Dresden Dynamo, Liz Rhodes film is a powerful experimental work exploring the connection between images and sound. Dots, stripes and wavy lines surge across the screen, created by fragments of tape attached to the 16mm film, their forms dictating the accompanying barrage of white noise and atonal bleeps.
Jonathan Monks slide installation and wall painting Blue without Hidden Noise (version 1), 2003 (from the Towner Collection), references twentieth century art history, inspired by Marcel Duchamps With Hidden Noise and Douglas Heublers Duration Piece #5, New York. Monks slide installation projects a winter scene onto a ball wall, as though seen through binoculars, or a lunar lens, causing all the blue in the image to vanish.
Similar optical effects are explored in Peter Sedgleys Corona, 1970, a painted series of coloured concentric circles, illuminated in sequence, to create a psychedelic optical sensation.
In Tacita Deans video, The Green Ray, 2001, (also from the Towner Collection), the last rays of the setting sun refract below the line of the horizon, momentarily producing the greenish glow often described in sailors tales. For Dean, seeking and eventually finding this elusive event became about the act of looking itself, and the faith and belief in the possibilities of what we see.
Jill Constantine, Director of Arts Council Collection, said "We're delighted that Haroon Mirza has curated such an exceptional and innovative exhibition.
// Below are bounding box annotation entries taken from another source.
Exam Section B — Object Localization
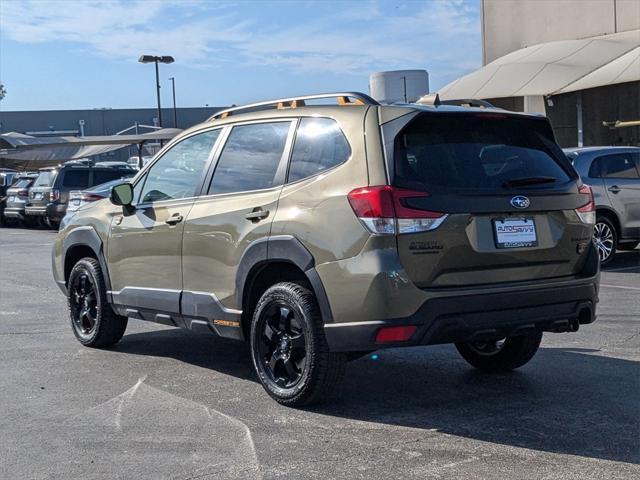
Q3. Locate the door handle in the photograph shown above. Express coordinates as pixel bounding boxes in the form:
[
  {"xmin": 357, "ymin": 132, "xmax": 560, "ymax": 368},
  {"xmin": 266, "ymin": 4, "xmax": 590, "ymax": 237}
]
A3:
[
  {"xmin": 244, "ymin": 207, "xmax": 269, "ymax": 223},
  {"xmin": 164, "ymin": 213, "xmax": 182, "ymax": 225}
]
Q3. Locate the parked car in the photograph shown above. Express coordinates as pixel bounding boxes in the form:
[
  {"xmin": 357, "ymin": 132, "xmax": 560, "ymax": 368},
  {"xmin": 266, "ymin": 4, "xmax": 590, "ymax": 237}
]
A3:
[
  {"xmin": 4, "ymin": 172, "xmax": 38, "ymax": 223},
  {"xmin": 25, "ymin": 161, "xmax": 135, "ymax": 228},
  {"xmin": 564, "ymin": 147, "xmax": 640, "ymax": 265},
  {"xmin": 67, "ymin": 175, "xmax": 133, "ymax": 215},
  {"xmin": 53, "ymin": 93, "xmax": 599, "ymax": 406},
  {"xmin": 0, "ymin": 168, "xmax": 18, "ymax": 226}
]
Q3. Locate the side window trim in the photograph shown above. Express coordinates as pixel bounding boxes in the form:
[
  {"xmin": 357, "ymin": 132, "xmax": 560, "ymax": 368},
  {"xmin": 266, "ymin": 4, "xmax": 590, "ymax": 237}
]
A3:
[
  {"xmin": 200, "ymin": 117, "xmax": 300, "ymax": 197},
  {"xmin": 133, "ymin": 126, "xmax": 226, "ymax": 208}
]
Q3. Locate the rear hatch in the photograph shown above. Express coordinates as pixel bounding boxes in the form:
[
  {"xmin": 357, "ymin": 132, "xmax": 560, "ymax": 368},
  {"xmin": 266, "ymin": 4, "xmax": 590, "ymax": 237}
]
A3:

Taking us away from the conventional museum hang, the show challenges us to rethink how works of art can be displayed, re-utilized and re-interpreted in new and dynamic ways."
Artists featured in We stared at the Moon from the centre of the Sun are:
George Barber, Patrick Caulfield, Tacita Dean, Peter Fend, Anthony Hill, James Hugonin, Ian Kiaer, Mark Leckey, Jonathan Monk, Seamus Nicolson, Lis Rhodes, Peter Sedgley, William Tucker, Andrew Williams, Richard Wilson, Rose Wylie.
Curated by Haroon Mirza, We stared at the Moon from the centre of the Sun is the fourth exhibition selected by Towner from the Arts Council Collection for the National Partners Programme following A Green and Pleasant Land; Now, Today, Tomorrow and Always; A Certain Kind of Light, and the presentation of the Arts Council Collections own touring exhibition, One Day Something Happens.